₁₆wrong way

5K 482 450
                                    

♫Seni gerçekten hiç tanımamışım. Bunu gerçekten yapabileceğimizi sandım ama aptalmışım. Gençler bazen yanlış insanlara aşık olur.

Oy Sınırı: 90 oy

"Cheol, neredesin!?"

Tek elimle destek alarak oturduğum yerden kalktım. Hızlıca etrafıma bakıp sesin nereden geldiğini algılamaya çalıştım. "Buradayım!" bağırıyordum fakat sesim hiç denecek kadar az çıkıyordu. "Jungkook, beni duyuyor musun?" İçerisinde bulunduğum çaresizlik bütün bedenimin zangır zangır titremesine sebep oluyordu. Beni bulamayabilirdi. Hıçkırarak ağlamaya başladım. "Buradayım." Kafamı yavaşça aşağı eğdim. Gözyaşlarım direkt olarak yere dökülüyordu. Umutsuzdum. Beni bulamayacaktı. 

"Cheol!"

Jungkook'un sesi yakından geliyor gibi dursa da bana çok uzaktı, buna emindim. Etrafta hiçbir şey göremiyordum. Sadece Jungkook'un çaresiz haykırışlarını duyabiliyordum. "Lütfen, beni bul Jungkook." 

"Cheol lanet olsun, neredesin?"

Kafamı kaldırıp tekrar etrafı kolaçan ettim. Sesin geldiği tarafa yürümeye başladım. Gözyaşlarım inatla akarken etrafımda dönüp durdum. Onu göremiyordum. Son gücümle tekrar bağırmaya çalıştım. "Jungkook! Buradayım!" Yine sesim çıkmamıştı. 

Olduğum yere çöküp kafamı dizlerime yasladım. Sessizce hıçkırarak ağladım. İğrenç hissediyordum.

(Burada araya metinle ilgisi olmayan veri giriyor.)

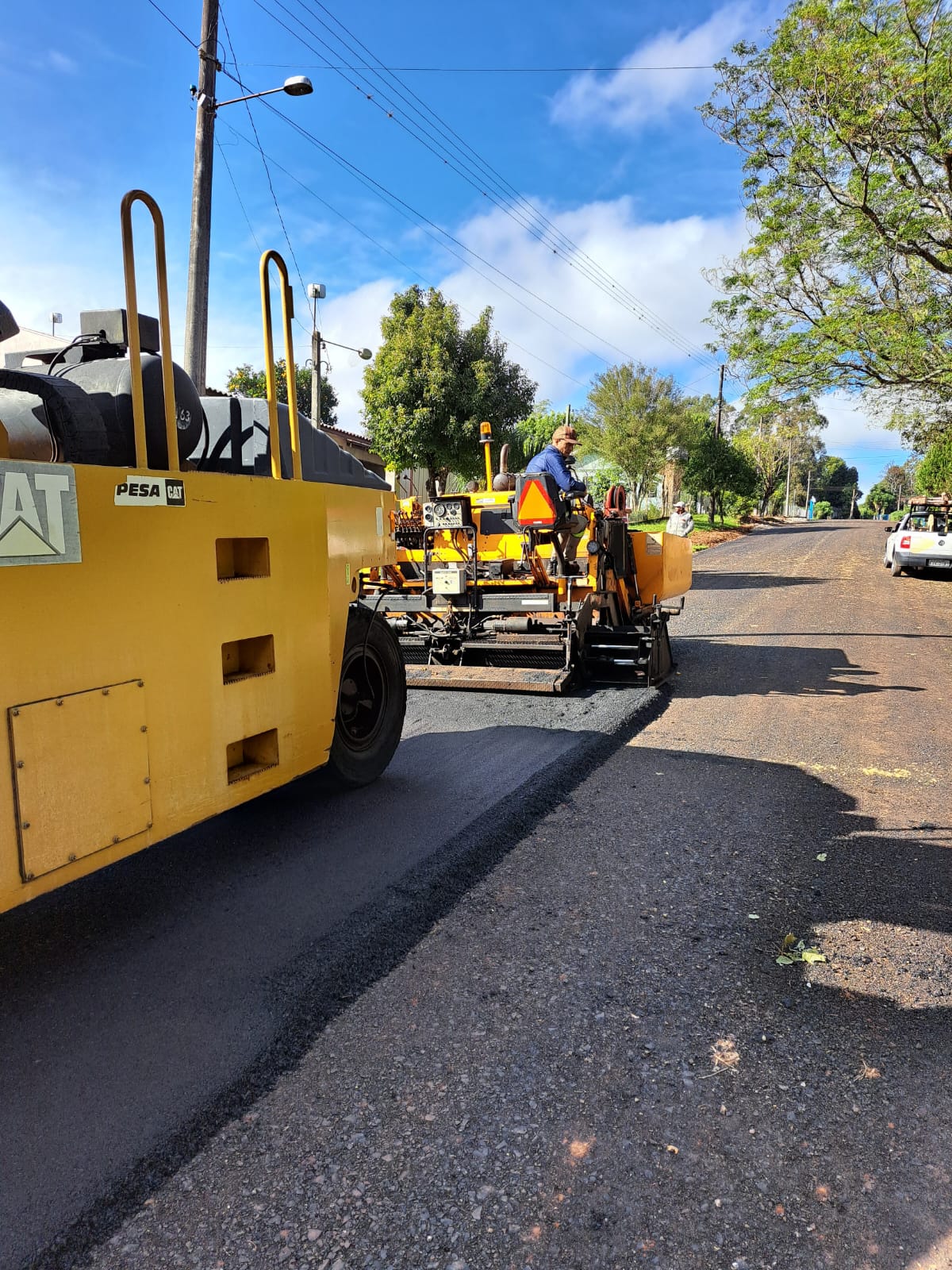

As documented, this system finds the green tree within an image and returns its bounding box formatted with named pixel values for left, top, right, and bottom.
left=731, top=394, right=827, bottom=516
left=681, top=429, right=758, bottom=529
left=810, top=455, right=859, bottom=517
left=225, top=357, right=338, bottom=428
left=701, top=0, right=952, bottom=436
left=861, top=480, right=896, bottom=516
left=882, top=459, right=920, bottom=502
left=579, top=362, right=711, bottom=506
left=360, top=287, right=536, bottom=491
left=916, top=432, right=952, bottom=494
left=509, top=402, right=565, bottom=472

Bunların başıma gelmesinin sebebi Jungkook'tu ama ona muhtaçtım. 

Tam arkamda hissettiğim hareketlilik ile kafamı kaldırdım. Birisi hızla bana doğru koşuyordu. Zemindeki yapraklara basarken çıkardığı sesten anlamıştım. Korkuyla olduğum yerden kalktım. Tam arkamı döndüğüm anda biri sıkıca bana sarıldı. O kadar sıkı sarmaladı ki beni, saniyelik olarak nefesim kesiliverdi. "Neden Cheol, neden buradayım diye bağırmadın?" Kafasını saçlarımın arasına gömdü.

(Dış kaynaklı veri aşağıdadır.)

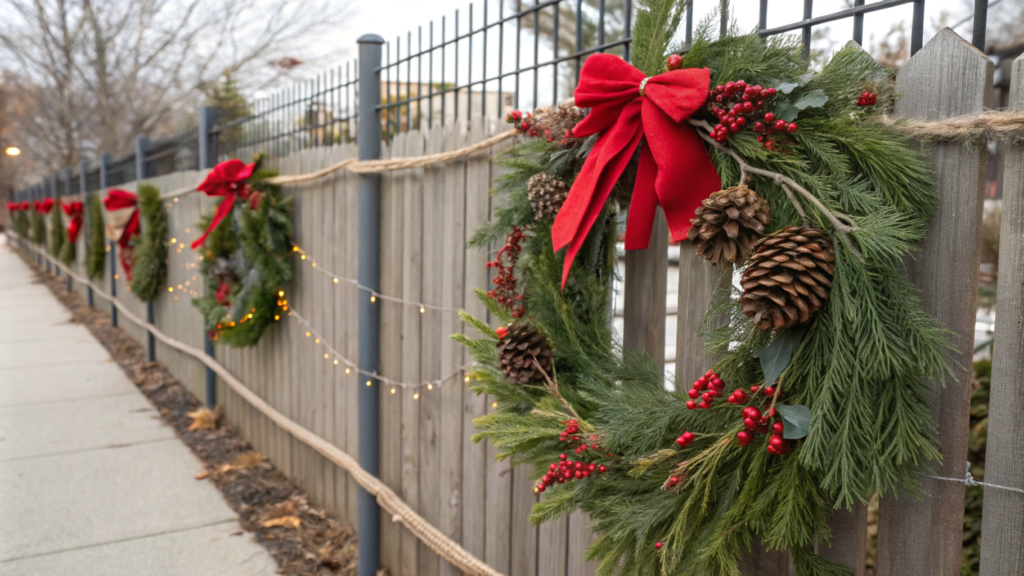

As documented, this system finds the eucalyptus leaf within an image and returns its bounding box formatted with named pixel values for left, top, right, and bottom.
left=775, top=404, right=811, bottom=440
left=754, top=328, right=804, bottom=386
left=775, top=104, right=800, bottom=122
left=793, top=88, right=828, bottom=110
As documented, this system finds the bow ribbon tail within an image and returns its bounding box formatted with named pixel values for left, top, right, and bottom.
left=191, top=192, right=237, bottom=250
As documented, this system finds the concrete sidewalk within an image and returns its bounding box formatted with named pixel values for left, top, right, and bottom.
left=0, top=235, right=276, bottom=576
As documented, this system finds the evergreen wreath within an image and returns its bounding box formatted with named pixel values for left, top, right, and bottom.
left=131, top=183, right=167, bottom=302
left=85, top=194, right=106, bottom=280
left=454, top=5, right=950, bottom=576
left=193, top=157, right=292, bottom=346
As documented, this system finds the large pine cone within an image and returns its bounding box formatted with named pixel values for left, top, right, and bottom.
left=686, top=184, right=771, bottom=264
left=498, top=322, right=552, bottom=384
left=739, top=227, right=836, bottom=330
left=526, top=172, right=569, bottom=220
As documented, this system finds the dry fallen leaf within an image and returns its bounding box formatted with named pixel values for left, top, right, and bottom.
left=263, top=516, right=302, bottom=529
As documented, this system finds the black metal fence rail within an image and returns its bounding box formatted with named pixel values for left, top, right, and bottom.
left=12, top=0, right=988, bottom=201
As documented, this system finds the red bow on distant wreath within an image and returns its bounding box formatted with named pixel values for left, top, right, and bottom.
left=551, top=54, right=722, bottom=287
left=103, top=189, right=140, bottom=282
left=60, top=202, right=85, bottom=244
left=193, top=158, right=256, bottom=250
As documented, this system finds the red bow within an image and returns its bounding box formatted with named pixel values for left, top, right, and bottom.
left=103, top=189, right=140, bottom=282
left=36, top=198, right=53, bottom=214
left=551, top=54, right=722, bottom=287
left=60, top=202, right=85, bottom=244
left=193, top=158, right=256, bottom=250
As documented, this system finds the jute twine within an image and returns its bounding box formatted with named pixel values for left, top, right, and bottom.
left=19, top=239, right=502, bottom=576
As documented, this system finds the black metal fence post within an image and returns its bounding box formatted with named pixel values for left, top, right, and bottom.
left=357, top=34, right=384, bottom=576
left=199, top=106, right=217, bottom=408
left=135, top=134, right=157, bottom=362
left=78, top=160, right=93, bottom=308
left=99, top=152, right=118, bottom=328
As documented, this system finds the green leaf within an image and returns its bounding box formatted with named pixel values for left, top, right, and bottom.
left=775, top=104, right=800, bottom=122
left=754, top=328, right=804, bottom=386
left=793, top=88, right=828, bottom=110
left=775, top=404, right=811, bottom=440
left=775, top=82, right=800, bottom=94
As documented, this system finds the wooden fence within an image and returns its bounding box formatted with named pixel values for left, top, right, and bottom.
left=8, top=30, right=1024, bottom=576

Bana sarılan kişinin Jungkook olduğunu fark etmemle gözlerimi sıkıca yumup kollarımı beline doladım. Rahatlama hissi yüzünden gözyaşlarım deliler gibi akmaya başladı. İçin için hıçkırarak kollarında ağlamaya başladım. "Çok korktum Jungkook. Beni sakın bir daha bırakma." O sırada Jungkook, kafasını kaldırıp yavaşça kollarını benden uzaklaştırdı. Onu tekrar kaybetme korkusu yüzünden inatla ondan ayrılmadım. Birkaç saniye daha sarıldım ve sakince ondan ayrıldım.

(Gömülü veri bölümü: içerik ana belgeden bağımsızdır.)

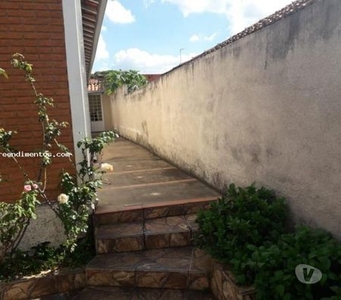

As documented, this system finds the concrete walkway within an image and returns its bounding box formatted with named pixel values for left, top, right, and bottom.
left=96, top=138, right=220, bottom=214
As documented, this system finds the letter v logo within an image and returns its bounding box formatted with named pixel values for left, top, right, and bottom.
left=295, top=264, right=322, bottom=284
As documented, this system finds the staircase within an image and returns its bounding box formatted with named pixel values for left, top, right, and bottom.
left=76, top=201, right=215, bottom=300
left=75, top=139, right=219, bottom=300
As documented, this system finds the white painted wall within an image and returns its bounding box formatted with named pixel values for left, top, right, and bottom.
left=63, top=0, right=91, bottom=162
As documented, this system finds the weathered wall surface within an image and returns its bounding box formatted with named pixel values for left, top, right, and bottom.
left=111, top=0, right=341, bottom=237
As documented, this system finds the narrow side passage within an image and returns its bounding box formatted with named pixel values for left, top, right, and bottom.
left=96, top=138, right=220, bottom=214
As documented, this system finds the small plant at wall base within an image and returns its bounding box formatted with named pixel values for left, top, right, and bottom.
left=195, top=184, right=287, bottom=284
left=0, top=54, right=115, bottom=272
left=195, top=184, right=341, bottom=300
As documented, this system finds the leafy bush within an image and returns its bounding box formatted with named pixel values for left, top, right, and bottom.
left=195, top=184, right=341, bottom=300
left=195, top=184, right=287, bottom=283
left=246, top=226, right=341, bottom=300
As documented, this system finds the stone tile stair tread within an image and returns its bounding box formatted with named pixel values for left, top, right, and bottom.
left=103, top=167, right=193, bottom=188
left=96, top=214, right=197, bottom=239
left=74, top=287, right=216, bottom=300
left=87, top=247, right=208, bottom=274
left=94, top=197, right=217, bottom=226
left=96, top=179, right=220, bottom=214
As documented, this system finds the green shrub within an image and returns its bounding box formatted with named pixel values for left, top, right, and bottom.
left=246, top=226, right=341, bottom=300
left=195, top=184, right=287, bottom=284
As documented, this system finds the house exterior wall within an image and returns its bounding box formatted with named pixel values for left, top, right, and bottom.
left=102, top=94, right=114, bottom=131
left=0, top=0, right=73, bottom=202
left=112, top=0, right=341, bottom=238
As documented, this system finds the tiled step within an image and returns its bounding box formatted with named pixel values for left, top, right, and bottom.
left=86, top=247, right=211, bottom=290
left=95, top=214, right=198, bottom=254
left=74, top=287, right=215, bottom=300
left=94, top=197, right=217, bottom=227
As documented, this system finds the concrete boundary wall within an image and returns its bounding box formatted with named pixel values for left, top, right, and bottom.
left=111, top=0, right=341, bottom=237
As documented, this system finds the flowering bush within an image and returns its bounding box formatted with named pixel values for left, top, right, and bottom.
left=0, top=53, right=115, bottom=263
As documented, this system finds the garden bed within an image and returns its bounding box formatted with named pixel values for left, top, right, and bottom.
left=211, top=261, right=256, bottom=300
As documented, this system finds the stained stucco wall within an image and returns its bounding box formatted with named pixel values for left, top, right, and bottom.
left=112, top=0, right=341, bottom=237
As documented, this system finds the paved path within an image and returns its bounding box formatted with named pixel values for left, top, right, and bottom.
left=96, top=138, right=219, bottom=214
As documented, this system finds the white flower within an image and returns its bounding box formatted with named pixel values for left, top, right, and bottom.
left=58, top=194, right=69, bottom=204
left=100, top=163, right=114, bottom=172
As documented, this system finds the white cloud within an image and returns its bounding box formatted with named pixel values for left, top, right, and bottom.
left=105, top=0, right=135, bottom=24
left=189, top=34, right=200, bottom=43
left=96, top=34, right=109, bottom=60
left=161, top=0, right=228, bottom=17
left=161, top=0, right=293, bottom=34
left=143, top=0, right=155, bottom=7
left=189, top=32, right=217, bottom=43
left=114, top=48, right=197, bottom=74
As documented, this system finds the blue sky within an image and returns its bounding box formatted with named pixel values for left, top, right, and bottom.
left=92, top=0, right=292, bottom=74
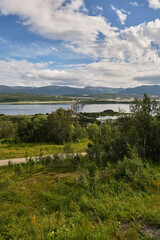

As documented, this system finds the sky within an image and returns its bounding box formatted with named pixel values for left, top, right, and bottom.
left=0, top=0, right=160, bottom=88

"Neden beni bırakıp gittin?" Kafamı kaldırıp gözlerinin içine içine baktım. Yanağımdan aşağı süzülen gözyaşını elimin tersiyle sildim.

Donup kalmıştı. Öylece bana bakıyordu. Hiçbir şey söylemiyor, ruh gibi duruyordu.

"Jungkook?"

Gözlerini kaçırdı. "İyi misin?"

Elimi saklamak istercesine arkama götürdüm. Olduğum yerde kıpırdanıp "İyiyim." dedim. 

"Neden bir anda koşmaya başladın?"

Derince yutkundum. "Sen, onu görmedin mi?"

"Kimi?"

Yavaşça dudaklarım aralandı. "Peşimde biri vardı. Ayrıca sen nereye kayboldun?"

Birkaç saniye düşünüp ekledi. "Ağaç kavuğuna bir şeyler kazıyordum."

Kafamı hafifçe öne eğdim. "Seni göremedim." Sinirle kafamı kaldırıp ona baktım ve kaşlarımı çattım. "Sana o kadar seslendim. Neden cevap vermedin?"

"Üzgünüm Cheol. Böyle bir şey olacağını tahmin etmedim."

Etrafta gözlerimi gezdirip "Olan oldu." dedim. "Buradan nasıl gideceğiz?"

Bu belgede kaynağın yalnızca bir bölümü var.